Le Gueux ou le Truand, Peinture
de Désiré François Laugée, 1882
peinture à l’huile sur toile
100.5 cm X 81 cm, conservée au Musée des Beaux Arts
de Rouen. Peinture académique de Désiré
François Laugée proche de la sculpture,
faisant penser au travail de Rodin. Oeuvre présentée à l'Exposition des Beaux-Arts de Rouen de 1882.
Le pastel
Le Gueux ou le Truand,
datant de 1880 et préfigurant cette oeuvre, a été
présenté au Salon des Artistes Vivants de 1880.
Louis Albain
rédacteur en chef du journal Le
Glaneur décrit ainsi ce tableau le 29 mai
1882 : « Le Truand, de Monsieur Désiré
Laugée est une œuvre devant laquelle
il faut s’incliner. On connaît le sujet. Un horrible
gueux a défait une manche de son horrible chemise et entre ses deux
pouces écrase un horrible pou. Les formes, les chairs sont parfaites.
La tête est splendide de laideur et de vérité. Et quelle
puissance de couleur ! Nous avons cherché autour du front pustuleux
du « truand » le nimbe d’or dont on dote les saints, mais
nous ne l’avons pas trouvé. C’est pourtant saint
Labre, cet affreux bonhomme-là ! Et ce qui le prouve c’est
que les cléricaux se signent et s’inclinent pieusement en passant
devant lui. Les visiteurs qui ne sont pas cléricaux
se contentent de se gratter. Superbe toile. » (Louis
Albain était le beau-père d’Albert
Malézieux, Architecte, neveu de Désiré
Laugée.)
Commentaire de Christine DEBRIE, ancienne
conservatrice du Musée Antoine Lecuyer
de Saint Quentin : « Les pauvres gens font partie de
l’univers de Désiré Laugée. Aussi
le pastel du musée de Saint Quentin,
par son iconographie, sa sobriété, son réalisme,
sa force expressive est-il très représentatif de l’art
de ce peintre. Ce visage bandé rappelle curieusement
celui du supplicié devant le tribunal de l’Inquisition,
dans le tableau intitulé La
Question (Salon de 1881, musée d’Avignon).
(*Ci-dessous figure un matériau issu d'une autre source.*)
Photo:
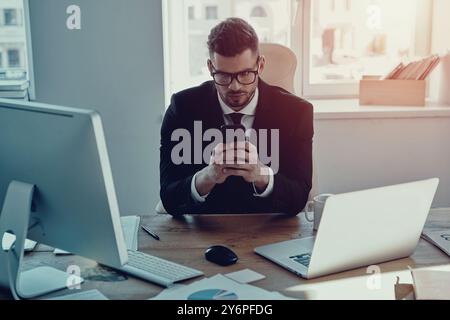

Il s’apparente également aux personnages en
guenilles qui constituent le sujet du tableau Le
Serviteur des pauvres (1880, musée de Lille),
tandis qu’un dessin, légendé «
Mariez-vous donc », montrant un gueux à l’œil
bandé fut publié en 1880 dans la Revue comique
[du] Salon Havrais. C’est probablement vers cette date
que Laugée réalisa ce pastel
de très belle qualité, œuvre aboutie qui a pu néanmoins
être exécutée en vue du tableau d’Avignon.
Le style maîtrisé, le traitement intéressant de la matière
tantôt épaisse, tantôt plus légère et laissant
deviner le grain du papier, l’agencement
souple des drapés enveloppant adroitement le visage,
le torse et les bras du personnage, le choix volontairement restreint des
couleurs douces et chaudes, essentiellement des ocres,
des gris et des blancs très nuancés,
confirment le talent et la sensibilité de l’artiste.
L’éclairage rembranesque confère
puissance et caractère à cet homme saisi dans une attitude parfaitement
observée et rendue. L’expression concentrée
du visage indique toute l’attention portée sur
le geste, lui-même valorisé par la lumière
qui illumine la partie centrale du tableau. Là se
trouve le véritable sujet traité par le peintre
: son modèle, un misérable des villes ou des
campagnes, vient de quitter sa chemise et sur la manche,
entre ses deux pouces, il écrase une puce. Quelle surprenante version
« moderne » du célèbre tableau
de Georges de La Tour, La femme et la puce !
»
L'Académie est heureuse de compter, parmi ses membres correspondants, M. Laugée, de Maromme, dont le musée de peinture a acquis Le Truand. C'est une étude savamment peinte, que les élèves de nos écoles des Beaux-Arts pourront consulter avec profit.
Nous préférons cependant sa Tête de jeune fille, note exquise, éclairée en reflet, dans les tons blonds et argentés.
La Récolte de l'œillette, du même artiste, nous fait voir de jeunes paysannes peintes dans les colorations blondes et rose pâle, mélangées de tons violets dans les vêtements ; le tout, enveloppé d'une harmonie grise, forme un ensemble distingué.
M. Hedou - Salon des Beaux-Arts de Rouen - 1882.